The U-M researchers wanted to show whether a form of vitamin D could have beneficial effects on hearts that have developed or are at risk of developing heart failure. They used a breed of laboratory rats predisposed to develop human-like heart failure.
The researchers measured the effects of activated vitamin D (1,25 dihydroxyvitamin D3, a form called calcitriol) in rats given a normal diet or a high-salt diet, compared to control group rats given either of the same two diets, but no vitamin D treatment. The rats on the high-salt diet were likely to develop heart failure within months.
The rats on the high-salt diet, comparable to the fast food that many humans feast on, quickly revealed the difference vitamin D could make.
“From these animals, we have obtained exciting and very important results,” Simpson says.
After 13 weeks, the researchers found that the heart failure-prone rats on the high-salt diet that were given the vitamin D-3 treatment had significantly lower levels of several key indicators of heart failure than the untreated high-salt diet rats in the study. The treated rats had lower heart weight. Also, the left ventricles of the treated rats’ hearts were smaller and their hearts worked less for each beat while blood pressure was maintained, indicating that their heart function did not deteriorate as it did in the untreated rats. Decreased heart weight, meaning that enlargement was not occurring, also showed up in the treated rats fed a normal diet, compared to their untreated counterparts.
Simpson and his colleagues have explored vitamin D’s effects on heart muscle and the cardiovascular system for more than 20 years. In 1987, when Simpson showed the link between vitamin D and heart health, the idea seemed far-fetched and research funding was scarce. Now, a number of studies worldwide attest to the vitamin D-heart health link (see citations below).
The new heart insights add to the growing awareness that widespread vitamin D deficiency—thought to affect one-third to one-half of U.S. adults middle-aged and older—may be putting people at greater risk of many common diseases. Pharmaceutical companies are developing expensive anti-cancer drugs using vitamin D analogs, which are synthetic compounds that produce vitamin D’s effects. There’s also increasing interest in using natural vitamin D-3 to produce these beneficial effects.

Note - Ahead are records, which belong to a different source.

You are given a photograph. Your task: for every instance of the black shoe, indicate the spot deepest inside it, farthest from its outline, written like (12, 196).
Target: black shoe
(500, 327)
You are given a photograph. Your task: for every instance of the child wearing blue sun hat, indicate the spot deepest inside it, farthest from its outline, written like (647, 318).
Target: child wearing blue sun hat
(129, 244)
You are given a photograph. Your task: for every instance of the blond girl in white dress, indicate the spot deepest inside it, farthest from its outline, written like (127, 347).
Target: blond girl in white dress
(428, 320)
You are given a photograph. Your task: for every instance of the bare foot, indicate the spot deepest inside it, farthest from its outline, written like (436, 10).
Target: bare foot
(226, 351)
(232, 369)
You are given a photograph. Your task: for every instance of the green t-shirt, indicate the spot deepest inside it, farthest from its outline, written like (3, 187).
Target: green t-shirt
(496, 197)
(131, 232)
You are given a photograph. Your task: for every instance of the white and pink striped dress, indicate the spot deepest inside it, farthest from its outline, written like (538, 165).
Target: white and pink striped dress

In more than a dozen types of tissues and cells in the body, vitamin D-3 acts as a powerful hormone, regulating expression of essential genes and rapidly activating already expressed enzymes and proteins. In the heart, Simpson’s team has revealed precisely how vitamin D-3 connects with specific vitamin D receptors and produces its calming, protective effects. Those results appeared in the February issue of Endocrinology.
Sunlight causes the skin to make vitamin D-3. People also get vitamin D from certain foods and vitamin D supplements. Taking vitamin D supplements and for many people, getting sun exposure in safe ways, are certainly good options for people who want to keep their hearts healthy. But people with heart failure or at risk of heart failure will likely need high-dose vitamin D-3 that will more powerfully produce vitamin D’s effects in the heart if they are to see improvement in their symptoms, Simpson says.

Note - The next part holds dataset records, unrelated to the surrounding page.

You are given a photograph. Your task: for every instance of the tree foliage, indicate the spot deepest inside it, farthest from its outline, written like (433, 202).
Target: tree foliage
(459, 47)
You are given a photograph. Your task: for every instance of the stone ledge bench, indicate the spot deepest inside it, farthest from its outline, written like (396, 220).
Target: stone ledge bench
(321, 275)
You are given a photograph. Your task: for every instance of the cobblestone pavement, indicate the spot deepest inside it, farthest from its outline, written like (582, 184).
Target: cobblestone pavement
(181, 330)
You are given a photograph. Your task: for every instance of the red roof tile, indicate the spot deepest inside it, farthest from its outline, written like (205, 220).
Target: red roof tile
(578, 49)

Vitamin D analogs are already are on the market for some conditions. One present drawback of these synthetic compounds is that they tend to increase blood calcium to undesirable levels. This does not appear to occur with natural Vitamin D-3 because it is able to be regulated by the body. Simpson’s lab is conducting studies of a specific analog which may be less toxic, so efforts to develop a vitamin D-based drug to treat heart failure are moving a step closer to initial trials in people. Alternatively, increasing natural vitamin D-3 is an inexpensive way to gain the same benefits, as it is a precursor to activated D-3, and has proven safe in large doses.

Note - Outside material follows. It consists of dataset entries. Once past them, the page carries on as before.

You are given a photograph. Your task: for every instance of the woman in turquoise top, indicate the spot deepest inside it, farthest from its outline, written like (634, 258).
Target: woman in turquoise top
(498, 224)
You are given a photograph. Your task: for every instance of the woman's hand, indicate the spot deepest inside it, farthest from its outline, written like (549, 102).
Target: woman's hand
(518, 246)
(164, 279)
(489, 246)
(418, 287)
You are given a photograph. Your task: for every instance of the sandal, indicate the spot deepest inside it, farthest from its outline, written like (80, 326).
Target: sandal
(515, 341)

In addition to Simpson, other U-M authors include Peter Mancuso, Ph.D., of the U-M Department of Environmental Health Sciences; Ayesha Rahman, Ph.D., Stephen D. Hershey, M.D., Loredana Dandu and Karl A. Nibbelink, M.D. of the Department of Pharmacology in the U-M Medical School.
Funding for the study came from the National Institutes of Health.
Patents related to this research have been applied for by the U-M Office of Technology Transfer.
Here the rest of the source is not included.